Heads of state and hundreds of thousands of other mourners gather in Venezuelan capital for Hugo Chavez's state funeral.

    Leaders from Latin America and beyond are in Venezuela's capital for the state funeral of late president Hugo Chavez.

    Hundreds of thousands of mourners attended Friday's funeral, which was to be followed by the swearing-in of his handpicked successor Vice President Nicolas Maduro.

    Thousands of buses brought people from all over the country to the capital, Caracas.

    Several world leaders including Cuban President Raul Castro attended the ceremony on Friday [Reuters]

    Fifty-five world leaders were expected at the funeral, including Cuba's Raul Castro, Iran's Mahmoud Ahmadinejad and Belarussian strongman Alexander Lukashenko, shunned by the West but long courted by the anti-US Chavez.

    Ahmadinejad expressed his condolences as he arrived in Venezuela early on Friday, calling Chavez "a symbol for all those who seek justice, love and peace in the world".

    Chavez, who died of cancer at the age of 58 on Tuesday, will be embalmed "like Ho Chi Minh, Lenin and Mao" and kept in a glass casket to be seen "for eternity," Maduro said.

    Al Jazeera's Gabriel Elizondo, reporting from the Military Academy in Caracas where Hugo Chavez's coffin is on display, said that there will be a formal funeral which will be taking place in there with speeches and eulogies to Chavez from world leaders who are attending the ceremony.

    He added that "tens of thousands of Chavez's most ardent supporters will be able to see his body when the doors open as soon as the funeral is over" with some of them waiting for up to six hours.

    "Hugo Chavez was a man 'of the people, for the people' as he always used to say and [the organisers] want this funeral to open up to let some of the people come in as well, not only the the VIP's."

    Al Jazeera's Teresa Bo, reporting from Chavez's hometown of Sabaneta, said that people there were "devastated". 

    "They're saying that even though in some areas of Venezuela people may call Chavez a dictator, for them he is a hero," she said. 

    She said that one of the residents told her that their "beloved president", as they knew him, used to visit his hometown quite often including one time in 2000 with Fidel Castro and most recently in February last year. 

    "Most of the people here are telling me that they are looking forward to what will come, and for the elections but they are sure that Hugo Chavez's socialist party will continue," our correspondent said.

    Call for elections

    Maduro said the body will be taken to the Mountain Barracks in the January 23 slum that was a bastion of Chavez support, a facility that is now being converted into a Museum of the Revolution.

    The National Assembly president, Diosdado Cabello, said Maduro would be formally sworn in as acting president after the funeral and that he would "call for elections".

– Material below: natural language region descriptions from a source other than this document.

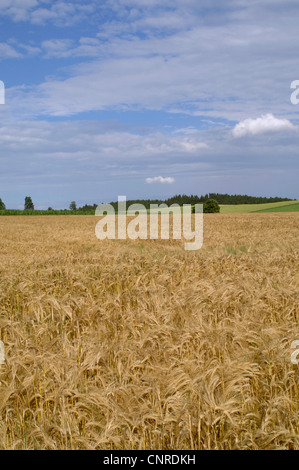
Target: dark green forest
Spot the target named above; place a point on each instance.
(179, 199)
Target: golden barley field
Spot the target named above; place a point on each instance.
(143, 345)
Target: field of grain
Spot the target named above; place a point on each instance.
(142, 345)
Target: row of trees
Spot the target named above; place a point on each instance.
(180, 199)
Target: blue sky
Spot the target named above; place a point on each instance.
(147, 99)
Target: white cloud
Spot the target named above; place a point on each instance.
(265, 123)
(160, 179)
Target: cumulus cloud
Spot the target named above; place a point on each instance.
(160, 179)
(265, 123)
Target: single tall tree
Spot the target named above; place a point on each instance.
(28, 206)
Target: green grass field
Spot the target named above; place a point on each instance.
(290, 206)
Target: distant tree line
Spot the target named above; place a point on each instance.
(179, 199)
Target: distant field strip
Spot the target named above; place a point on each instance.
(268, 207)
(288, 208)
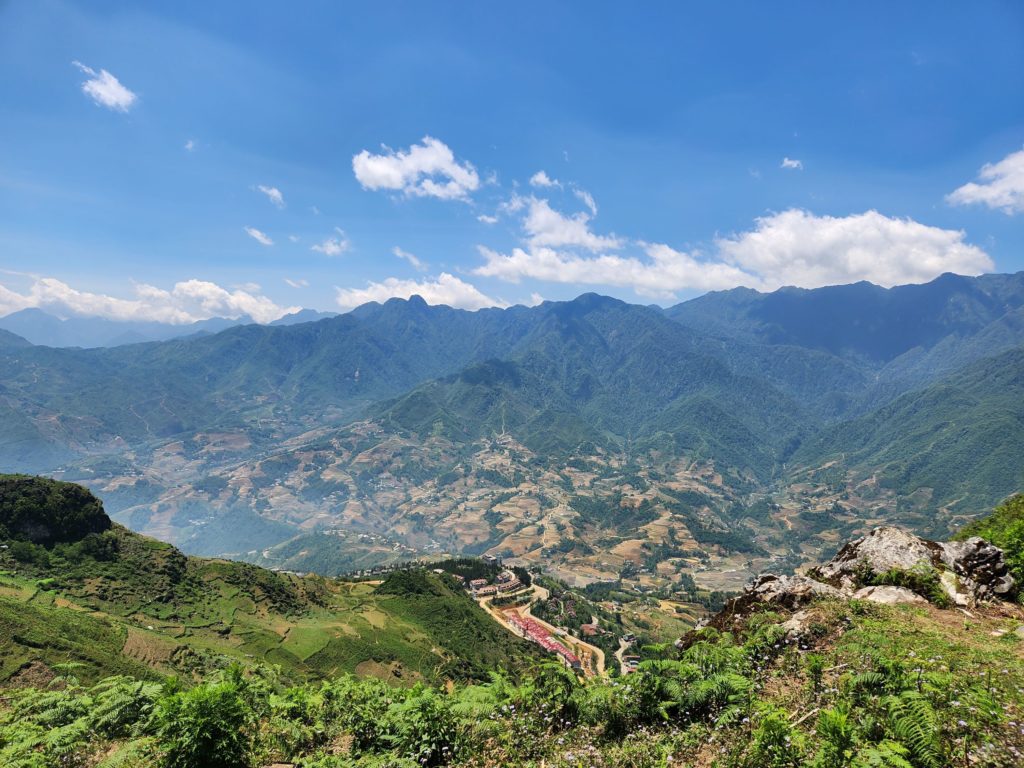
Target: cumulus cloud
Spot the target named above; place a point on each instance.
(587, 199)
(1001, 186)
(445, 289)
(187, 301)
(272, 194)
(546, 226)
(333, 246)
(105, 90)
(541, 178)
(658, 273)
(790, 248)
(411, 258)
(425, 170)
(797, 248)
(259, 237)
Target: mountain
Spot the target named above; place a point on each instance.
(592, 435)
(42, 328)
(7, 339)
(875, 665)
(303, 315)
(76, 588)
(958, 440)
(904, 335)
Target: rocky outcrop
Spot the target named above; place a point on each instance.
(888, 595)
(981, 567)
(884, 549)
(787, 592)
(969, 571)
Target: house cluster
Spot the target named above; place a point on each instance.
(505, 582)
(534, 630)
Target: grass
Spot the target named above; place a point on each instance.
(220, 611)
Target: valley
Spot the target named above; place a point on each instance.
(685, 450)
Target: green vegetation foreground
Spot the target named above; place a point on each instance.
(860, 684)
(871, 685)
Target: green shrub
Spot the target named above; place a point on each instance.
(205, 727)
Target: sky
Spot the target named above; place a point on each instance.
(180, 161)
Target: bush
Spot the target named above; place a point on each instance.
(205, 727)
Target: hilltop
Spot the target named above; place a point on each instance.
(898, 651)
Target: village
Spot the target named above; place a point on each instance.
(509, 601)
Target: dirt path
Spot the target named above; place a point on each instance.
(586, 651)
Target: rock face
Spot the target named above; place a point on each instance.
(968, 571)
(980, 566)
(883, 549)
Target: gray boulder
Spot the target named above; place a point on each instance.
(883, 549)
(981, 567)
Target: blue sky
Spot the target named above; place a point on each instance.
(173, 161)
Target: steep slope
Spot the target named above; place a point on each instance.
(264, 382)
(784, 676)
(76, 588)
(596, 370)
(860, 321)
(960, 439)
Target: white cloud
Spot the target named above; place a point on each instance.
(797, 248)
(659, 273)
(272, 194)
(790, 248)
(588, 200)
(411, 258)
(187, 301)
(1001, 186)
(446, 289)
(541, 178)
(105, 90)
(546, 226)
(425, 170)
(333, 246)
(259, 237)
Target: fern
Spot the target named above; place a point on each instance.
(914, 724)
(883, 755)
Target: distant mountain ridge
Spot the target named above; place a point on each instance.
(42, 328)
(766, 411)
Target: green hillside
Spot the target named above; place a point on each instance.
(857, 685)
(962, 437)
(112, 601)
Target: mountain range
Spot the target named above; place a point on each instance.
(39, 327)
(603, 437)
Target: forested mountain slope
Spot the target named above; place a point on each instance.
(735, 424)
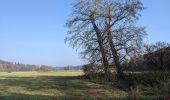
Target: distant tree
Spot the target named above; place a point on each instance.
(44, 68)
(158, 55)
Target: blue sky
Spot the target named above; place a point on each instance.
(33, 32)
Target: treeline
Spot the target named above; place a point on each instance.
(156, 57)
(6, 66)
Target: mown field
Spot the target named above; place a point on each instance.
(54, 86)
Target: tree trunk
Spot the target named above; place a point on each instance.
(112, 47)
(102, 49)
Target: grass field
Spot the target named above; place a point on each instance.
(53, 86)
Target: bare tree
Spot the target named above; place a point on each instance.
(105, 30)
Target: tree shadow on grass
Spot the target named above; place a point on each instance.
(68, 87)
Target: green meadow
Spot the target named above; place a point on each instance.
(54, 86)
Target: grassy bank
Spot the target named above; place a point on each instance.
(53, 86)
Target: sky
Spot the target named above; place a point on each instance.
(33, 31)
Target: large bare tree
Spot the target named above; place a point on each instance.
(105, 30)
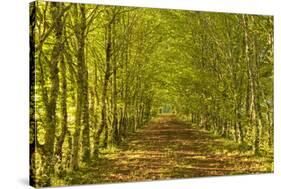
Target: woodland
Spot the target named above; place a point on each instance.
(131, 94)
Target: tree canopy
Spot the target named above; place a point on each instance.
(99, 73)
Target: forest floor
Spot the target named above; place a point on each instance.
(168, 148)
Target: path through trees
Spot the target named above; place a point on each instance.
(99, 74)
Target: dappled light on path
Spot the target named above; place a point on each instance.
(168, 148)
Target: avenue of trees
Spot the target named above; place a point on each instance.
(99, 73)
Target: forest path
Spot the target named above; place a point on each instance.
(168, 148)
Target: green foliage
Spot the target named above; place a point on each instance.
(103, 72)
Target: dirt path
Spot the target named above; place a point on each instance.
(168, 148)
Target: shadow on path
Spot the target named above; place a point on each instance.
(167, 148)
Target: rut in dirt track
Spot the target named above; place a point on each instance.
(168, 148)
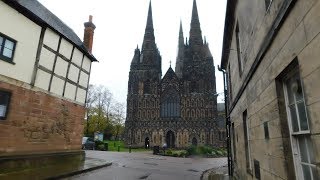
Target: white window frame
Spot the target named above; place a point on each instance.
(294, 136)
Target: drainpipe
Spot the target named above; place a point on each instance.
(228, 123)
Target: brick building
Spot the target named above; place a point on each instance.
(179, 109)
(271, 59)
(44, 76)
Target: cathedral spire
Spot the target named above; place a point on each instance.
(180, 56)
(181, 38)
(195, 30)
(149, 40)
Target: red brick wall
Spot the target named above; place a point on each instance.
(39, 122)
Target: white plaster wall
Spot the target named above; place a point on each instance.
(77, 57)
(43, 80)
(57, 86)
(27, 35)
(83, 79)
(65, 48)
(81, 95)
(46, 59)
(86, 64)
(61, 67)
(51, 39)
(73, 73)
(70, 91)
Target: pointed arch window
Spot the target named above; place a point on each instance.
(146, 87)
(170, 104)
(193, 87)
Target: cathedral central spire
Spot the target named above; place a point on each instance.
(195, 30)
(149, 39)
(180, 56)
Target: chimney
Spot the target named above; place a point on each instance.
(88, 34)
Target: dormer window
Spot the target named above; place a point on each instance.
(7, 47)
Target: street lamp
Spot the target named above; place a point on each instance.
(88, 117)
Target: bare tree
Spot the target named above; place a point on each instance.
(99, 100)
(118, 118)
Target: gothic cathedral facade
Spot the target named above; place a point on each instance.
(179, 109)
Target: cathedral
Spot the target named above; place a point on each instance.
(180, 108)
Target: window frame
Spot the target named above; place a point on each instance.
(246, 133)
(238, 44)
(5, 58)
(301, 135)
(9, 94)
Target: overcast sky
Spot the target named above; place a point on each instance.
(120, 28)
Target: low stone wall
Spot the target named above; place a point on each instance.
(40, 166)
(39, 122)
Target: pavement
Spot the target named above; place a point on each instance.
(145, 165)
(90, 164)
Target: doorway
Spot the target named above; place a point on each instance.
(170, 139)
(147, 143)
(194, 141)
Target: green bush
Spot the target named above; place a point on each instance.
(183, 154)
(101, 147)
(192, 150)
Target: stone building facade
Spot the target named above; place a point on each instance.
(44, 76)
(179, 109)
(271, 59)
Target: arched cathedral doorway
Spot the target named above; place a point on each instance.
(170, 139)
(194, 141)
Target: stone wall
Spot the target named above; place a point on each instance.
(39, 122)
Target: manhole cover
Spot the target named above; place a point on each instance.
(193, 170)
(153, 164)
(145, 176)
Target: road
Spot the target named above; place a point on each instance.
(144, 165)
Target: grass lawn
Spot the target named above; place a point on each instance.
(113, 146)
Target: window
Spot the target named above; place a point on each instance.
(7, 46)
(299, 127)
(239, 49)
(4, 104)
(229, 84)
(266, 130)
(234, 150)
(147, 89)
(170, 104)
(268, 4)
(246, 140)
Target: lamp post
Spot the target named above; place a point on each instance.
(230, 164)
(88, 117)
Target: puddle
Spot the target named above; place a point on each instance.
(218, 177)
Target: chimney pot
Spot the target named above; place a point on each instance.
(88, 34)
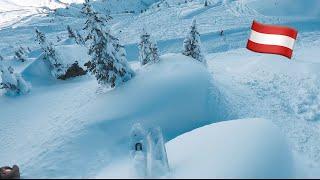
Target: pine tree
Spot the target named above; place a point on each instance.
(75, 35)
(192, 44)
(20, 54)
(106, 64)
(50, 55)
(148, 50)
(158, 161)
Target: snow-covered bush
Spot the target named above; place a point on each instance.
(138, 149)
(20, 54)
(75, 35)
(192, 44)
(50, 55)
(13, 83)
(148, 50)
(107, 63)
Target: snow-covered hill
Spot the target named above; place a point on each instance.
(244, 148)
(64, 126)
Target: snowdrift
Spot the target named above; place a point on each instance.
(298, 8)
(39, 71)
(246, 148)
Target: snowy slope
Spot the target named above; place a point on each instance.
(244, 148)
(75, 120)
(53, 129)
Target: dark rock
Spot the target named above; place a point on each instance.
(10, 173)
(73, 71)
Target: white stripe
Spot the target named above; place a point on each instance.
(272, 39)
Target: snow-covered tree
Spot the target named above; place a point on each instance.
(106, 64)
(192, 44)
(157, 156)
(138, 150)
(50, 55)
(148, 50)
(20, 54)
(12, 82)
(205, 3)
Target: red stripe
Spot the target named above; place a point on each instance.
(271, 49)
(272, 29)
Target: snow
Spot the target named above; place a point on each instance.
(57, 137)
(63, 126)
(244, 148)
(39, 70)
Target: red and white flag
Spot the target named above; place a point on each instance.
(272, 39)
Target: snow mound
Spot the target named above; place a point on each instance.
(246, 148)
(39, 69)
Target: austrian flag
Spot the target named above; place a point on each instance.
(272, 39)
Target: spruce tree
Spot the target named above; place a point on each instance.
(148, 50)
(13, 83)
(50, 55)
(192, 44)
(106, 64)
(206, 3)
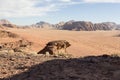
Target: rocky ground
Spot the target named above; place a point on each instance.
(22, 66)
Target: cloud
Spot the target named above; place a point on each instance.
(28, 8)
(101, 1)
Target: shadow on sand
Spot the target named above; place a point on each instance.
(88, 68)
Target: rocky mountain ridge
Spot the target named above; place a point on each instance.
(69, 25)
(78, 25)
(6, 24)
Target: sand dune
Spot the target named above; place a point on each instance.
(83, 42)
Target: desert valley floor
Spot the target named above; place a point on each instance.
(83, 43)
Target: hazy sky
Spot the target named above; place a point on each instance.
(25, 12)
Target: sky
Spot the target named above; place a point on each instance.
(26, 12)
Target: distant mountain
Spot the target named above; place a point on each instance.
(88, 26)
(6, 24)
(43, 24)
(70, 25)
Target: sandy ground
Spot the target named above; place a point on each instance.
(83, 43)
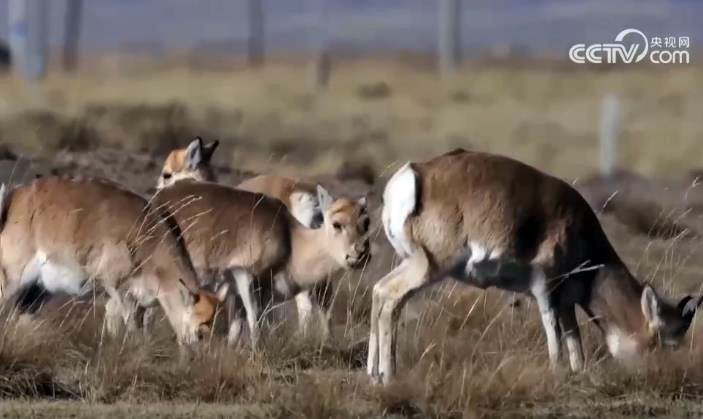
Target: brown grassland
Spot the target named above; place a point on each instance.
(462, 352)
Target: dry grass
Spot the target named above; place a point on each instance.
(461, 352)
(546, 116)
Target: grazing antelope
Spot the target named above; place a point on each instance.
(302, 202)
(245, 235)
(300, 198)
(491, 221)
(192, 162)
(69, 235)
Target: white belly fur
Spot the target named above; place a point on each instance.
(54, 277)
(399, 201)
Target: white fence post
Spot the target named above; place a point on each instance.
(449, 36)
(255, 43)
(28, 22)
(610, 110)
(72, 32)
(321, 65)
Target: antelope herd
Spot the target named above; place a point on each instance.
(482, 219)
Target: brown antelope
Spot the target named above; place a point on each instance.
(193, 162)
(70, 235)
(245, 235)
(299, 197)
(491, 221)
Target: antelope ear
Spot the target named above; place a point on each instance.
(324, 198)
(222, 292)
(194, 153)
(688, 306)
(209, 149)
(650, 307)
(194, 294)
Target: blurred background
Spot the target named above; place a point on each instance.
(302, 86)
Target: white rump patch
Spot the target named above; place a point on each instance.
(399, 201)
(304, 207)
(53, 276)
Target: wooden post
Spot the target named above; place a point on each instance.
(72, 31)
(610, 110)
(255, 42)
(449, 36)
(28, 36)
(321, 65)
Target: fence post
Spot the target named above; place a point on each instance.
(321, 65)
(255, 43)
(29, 22)
(72, 32)
(449, 36)
(610, 110)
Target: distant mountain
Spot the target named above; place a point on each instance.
(363, 24)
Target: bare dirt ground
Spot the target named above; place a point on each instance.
(463, 352)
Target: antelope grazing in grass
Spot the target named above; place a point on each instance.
(301, 199)
(491, 221)
(244, 235)
(70, 235)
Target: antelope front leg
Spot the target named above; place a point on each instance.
(376, 306)
(548, 313)
(243, 281)
(304, 305)
(572, 337)
(389, 296)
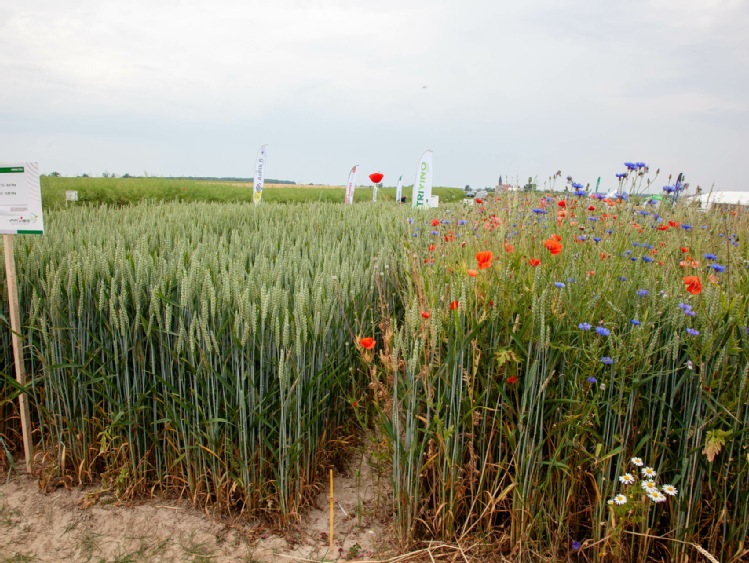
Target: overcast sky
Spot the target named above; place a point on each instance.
(492, 87)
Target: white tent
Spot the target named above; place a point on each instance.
(721, 198)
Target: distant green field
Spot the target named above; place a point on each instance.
(126, 191)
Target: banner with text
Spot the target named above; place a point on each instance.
(20, 199)
(351, 185)
(423, 185)
(262, 156)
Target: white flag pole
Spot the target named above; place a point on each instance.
(423, 185)
(351, 185)
(262, 156)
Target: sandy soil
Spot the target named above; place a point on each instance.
(59, 526)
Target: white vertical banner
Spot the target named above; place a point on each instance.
(423, 184)
(350, 185)
(262, 156)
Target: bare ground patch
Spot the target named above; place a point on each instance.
(58, 526)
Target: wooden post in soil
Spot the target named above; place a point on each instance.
(15, 326)
(331, 511)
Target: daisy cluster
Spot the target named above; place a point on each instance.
(646, 485)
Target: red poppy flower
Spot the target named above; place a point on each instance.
(553, 246)
(694, 284)
(484, 258)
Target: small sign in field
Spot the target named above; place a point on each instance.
(20, 199)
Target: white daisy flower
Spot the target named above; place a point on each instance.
(648, 472)
(627, 479)
(670, 490)
(656, 496)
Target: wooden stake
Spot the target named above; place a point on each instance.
(15, 326)
(331, 511)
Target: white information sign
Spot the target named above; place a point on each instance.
(20, 199)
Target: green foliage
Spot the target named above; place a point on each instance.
(211, 349)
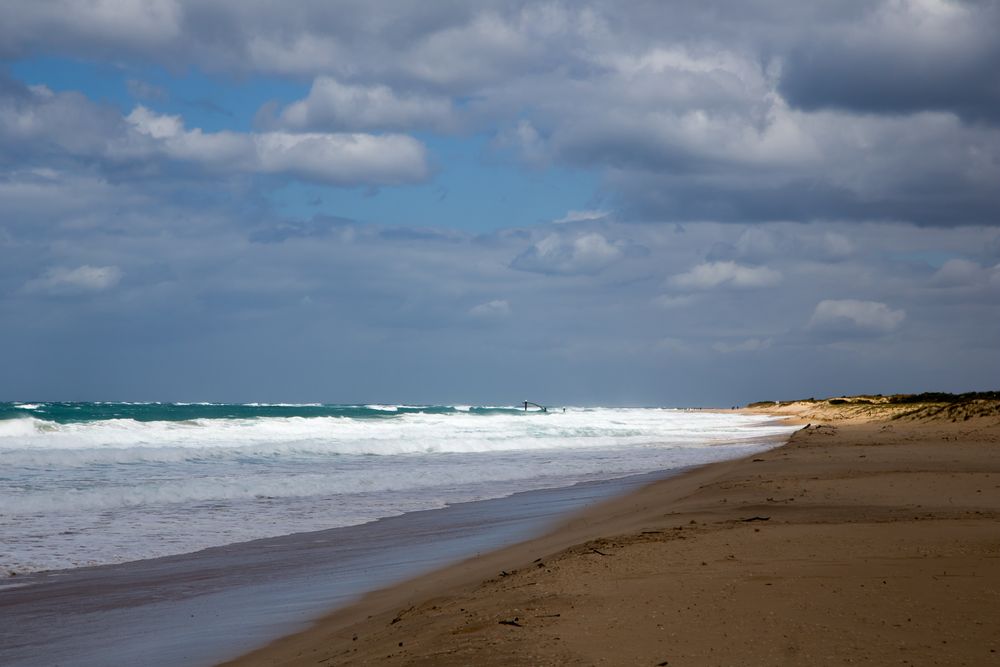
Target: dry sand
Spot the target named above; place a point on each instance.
(872, 537)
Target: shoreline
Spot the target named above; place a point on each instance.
(253, 592)
(762, 560)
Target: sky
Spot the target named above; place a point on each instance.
(574, 203)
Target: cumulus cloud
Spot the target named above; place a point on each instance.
(851, 315)
(588, 253)
(709, 275)
(332, 105)
(491, 310)
(587, 215)
(86, 278)
(696, 112)
(332, 158)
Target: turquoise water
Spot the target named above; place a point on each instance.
(97, 483)
(69, 412)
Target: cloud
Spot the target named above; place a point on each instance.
(709, 275)
(588, 215)
(851, 315)
(703, 112)
(491, 310)
(901, 57)
(747, 345)
(330, 158)
(332, 105)
(84, 278)
(586, 254)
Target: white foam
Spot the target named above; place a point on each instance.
(120, 489)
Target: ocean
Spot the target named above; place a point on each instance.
(85, 484)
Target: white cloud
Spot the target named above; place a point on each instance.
(84, 278)
(585, 254)
(491, 310)
(331, 158)
(850, 314)
(670, 301)
(582, 216)
(715, 274)
(338, 106)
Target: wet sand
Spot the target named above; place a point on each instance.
(199, 608)
(872, 537)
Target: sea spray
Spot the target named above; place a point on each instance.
(88, 483)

    The national electoral council is tasked with setting a date for elections, which must be called within 30 days under the constitution.

    Chavez was re-elected in October but never sworn in, as he travelled to Cuba for cancer surgery.

    The government said more than two million people had come to the military academy, where the late leader is laying in state, since Wednesday to get a glimpse of Chavez.

    His body lay in a half-open, glass-covered casket in the academy's hall, wearing olive green military fatigues, a black tie and the iconic red beret that became a symbol of his 14-year socialist rule.

    Some waited up 10 hours in the searing sun through the evening for a chance to file past his coffin and pay their respects.